Но вот раздаются гудки фабрик и заводов. Гаснет керенщина. Из тьмы вырисовывается красная платформа пролетариата. Фабричные трубы, части машин, слышны звуки молота. Под отдельные, ещё неуверенные звуки Интернационала движутся нестройные массы рабочих. Митинг. Ораторы. Всматриваются в тьму. Крики: "Ленин, Ленин" перекатываются из конца в конец.
Снова гаснет левая и вспыхивает правая платформа. На ней уже некоторая неуверенность. Совещания. Предпарламент. Гаснет правая площадка, вспыхивает левая. На ней уже заметна организованность.
И так поочерёдно внимание публики переносится с платформы Керенского на платформу Ленина. И так постепенно организованность белых расстраивается, и их Марсельеза звучит всё неувереннее, фальшивее и жиже.
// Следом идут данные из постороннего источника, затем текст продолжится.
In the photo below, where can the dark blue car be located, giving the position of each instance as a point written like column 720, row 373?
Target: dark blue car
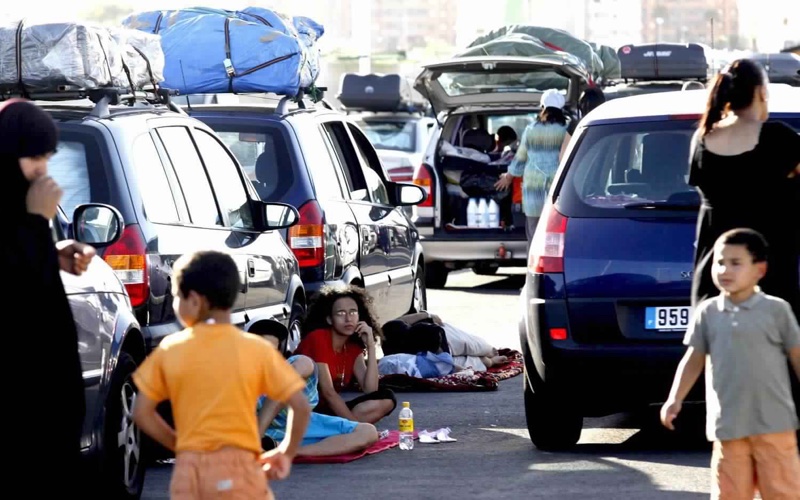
column 607, row 293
А у красных Интернационал всё ширится и крепнет, всё стройнее, и мощнее, и призывнее. И стройность пролетарских масс всё налаженее и всё грознее; реют красные знамёна. На мостике суетня, возня, смятение. Это пробегают по нему с платформы Керенского на платформу Ленина...
В разгар панического бегства женского батальона и части юнкеров за Временным Правительством, представители которого скрываются в Зимнем дворце, гаснут обе платформы, и выступает сперва мрачный, а затем мигающий пятьюдесятью окнами последний оплот керенщины. Это постепенное мигание, зажигание и включение света в окнах даёт иллюзию внутренней суетни, замешательства, душевных переживаний этого громадного здания. Кроме того, в каждом вспыхивающем окне разыгрывается какая-нибудь сцена борьбы. Трещат пулемёты. Гремит артиллерия. Орудийный обстрел "Авроры". Слышны сирены и гудки. Фейерверк. Интернационал стотысячной толпы. Парад войск с факелами". (Керженцев П.М., "Творческий театр", 1923 г.)".
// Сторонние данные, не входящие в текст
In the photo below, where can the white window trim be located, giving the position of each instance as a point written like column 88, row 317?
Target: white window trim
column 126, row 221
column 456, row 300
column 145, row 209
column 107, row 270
И ещё раз о подобном мероприятии:
"Отметим, что ориентация на эпос, стремление к эпической мощи проявляется в каждом элементе празднества, и в частности, в его вещном наполнении. Вот как описывает используемую "бутафорию" Н. Петров, один из режиссёров постановки:
"Два миноносца, являющиеся портальными кулисами нашей сцены, скоростной катер, на котором водружён двенадцатиметровый красный стяг, а на нём силуэтная огромная фигура Ленина; пятьдесят шлюпок с двенадцатью краснофлотцами в каждой, у каждого краснофлотца по два зажжённых смоляных факела; две тысячи таких же факелов, которые держали в руках тысяча бойцов, находившихся в Петропавловской крепости; три баржи с виселицами, шесть баржей с укреплёнными на них двенадцатью фигурами интервентов... (каждая фигура высотой пятнадцати метров была заряжена "пиротехническими неожиданностями"); пятиметровые буквы, составляющие слова "Ленин умер"; эти буквы освещались как транспаранты, и поднимались на привязном аэростате над шпилем Петропавловской крепости. Много ещё было символическим и аллегорических элементов пантомимы, выражающих собой тот или иной исторический эпизод. Петропавловская крепость была освещена белым светом, а Монетный двор и его трубы - красным". (Петров Н.В., "50 и 500", 1960 г.)".
Воистину, в тридцатые годы СССР был уже не торт. Кокаин кончился.